Capitulo 91
Tres días después, Turan y su grupo zarparon hacia la isla donde habían planeado su estrategia.
Quizás debido a las tormentas provocadas por la Gran Serpiente Marina, el cielo estaba perpetuamente cubierto de nubes oscuras, con fuertes vientos soplando y altas olas rompiendo.
Naturalmente, su barco era el único navegando en la zona, por lo que había pocos espectadores para presenciar la pequeña embarcación de pesca deslizándose sobre el agua.
“De hecho, los humanos que manejan el poder de los demonios manejan barcos como este. Es tan rápido como la mayoría de las sirenas nadando,” comentó Rowina, la princesa sirena que estaba a bordo con ellos, ofreciendo su observación silenciosa.

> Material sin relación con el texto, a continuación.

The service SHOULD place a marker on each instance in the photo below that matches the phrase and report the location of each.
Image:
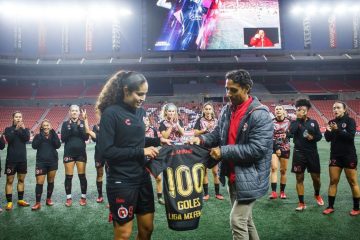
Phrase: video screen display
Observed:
(180, 25)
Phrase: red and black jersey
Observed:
(281, 129)
(183, 168)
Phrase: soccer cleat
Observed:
(23, 203)
(283, 195)
(206, 197)
(37, 206)
(319, 200)
(68, 202)
(328, 210)
(301, 207)
(82, 201)
(354, 212)
(49, 202)
(9, 206)
(273, 195)
(219, 197)
(161, 201)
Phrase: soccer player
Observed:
(74, 135)
(306, 134)
(171, 127)
(2, 146)
(152, 133)
(99, 162)
(206, 124)
(125, 149)
(341, 133)
(46, 143)
(16, 161)
(281, 151)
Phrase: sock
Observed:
(273, 187)
(38, 192)
(331, 200)
(50, 189)
(83, 184)
(301, 198)
(9, 197)
(20, 195)
(99, 188)
(206, 188)
(356, 203)
(68, 181)
(217, 189)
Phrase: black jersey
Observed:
(183, 168)
(342, 139)
(73, 134)
(299, 130)
(121, 142)
(46, 147)
(16, 151)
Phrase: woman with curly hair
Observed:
(125, 149)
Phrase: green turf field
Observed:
(274, 219)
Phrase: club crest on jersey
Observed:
(123, 212)
(245, 127)
(127, 122)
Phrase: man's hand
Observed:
(215, 153)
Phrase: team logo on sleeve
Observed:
(123, 212)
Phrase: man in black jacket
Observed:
(306, 134)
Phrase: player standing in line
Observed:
(16, 161)
(306, 134)
(74, 135)
(152, 133)
(46, 143)
(341, 133)
(206, 124)
(281, 152)
(125, 149)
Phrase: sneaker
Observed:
(68, 202)
(37, 206)
(283, 195)
(23, 203)
(100, 200)
(355, 212)
(82, 201)
(319, 200)
(328, 210)
(301, 207)
(161, 201)
(49, 202)
(219, 197)
(9, 206)
(273, 195)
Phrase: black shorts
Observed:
(68, 159)
(349, 162)
(305, 160)
(126, 200)
(13, 168)
(44, 168)
(99, 163)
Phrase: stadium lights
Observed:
(57, 11)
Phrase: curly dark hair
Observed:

Armani, de pie a su lado, asintió y dijo, “Es mucho más rápido que cuando navegué con ellos antes. No era así en ese entonces.”
“Eso es porque ahora tres de nosotros lo estamos manejando. La caballa ya está asada—¿quieres un poco?” ofreció Turan.
“¡Gracias!” respondió Armani.
Después de asar y comer la caballa atrapada con magia de manipulación de fluidos, Armani se transformó en un tiburón bebé y saltó al mar, diciendo que informaría a su familia sobre la llegada del grupo de Turan primero.
Enfocando los sentidos de la reliquia sagrada hacia el océano, Turan sintió una pequeña presencia moviéndose rápidamente bajo el agua.
“Por toda esa charla anterior, ese chico nada más rápido,” observó Turan.
“Por supuesto que sí—es un tiburón. Es envidiable poder nadar tan rápidamente,” suspiró Rowina, viendo desaparecer a Armani.
Según una conversación casual, aunque ella podía tomar la forma de un cangrejo, lo que le permitía libertad en tierra, la hacía más lenta que sus parientes bajo el agua.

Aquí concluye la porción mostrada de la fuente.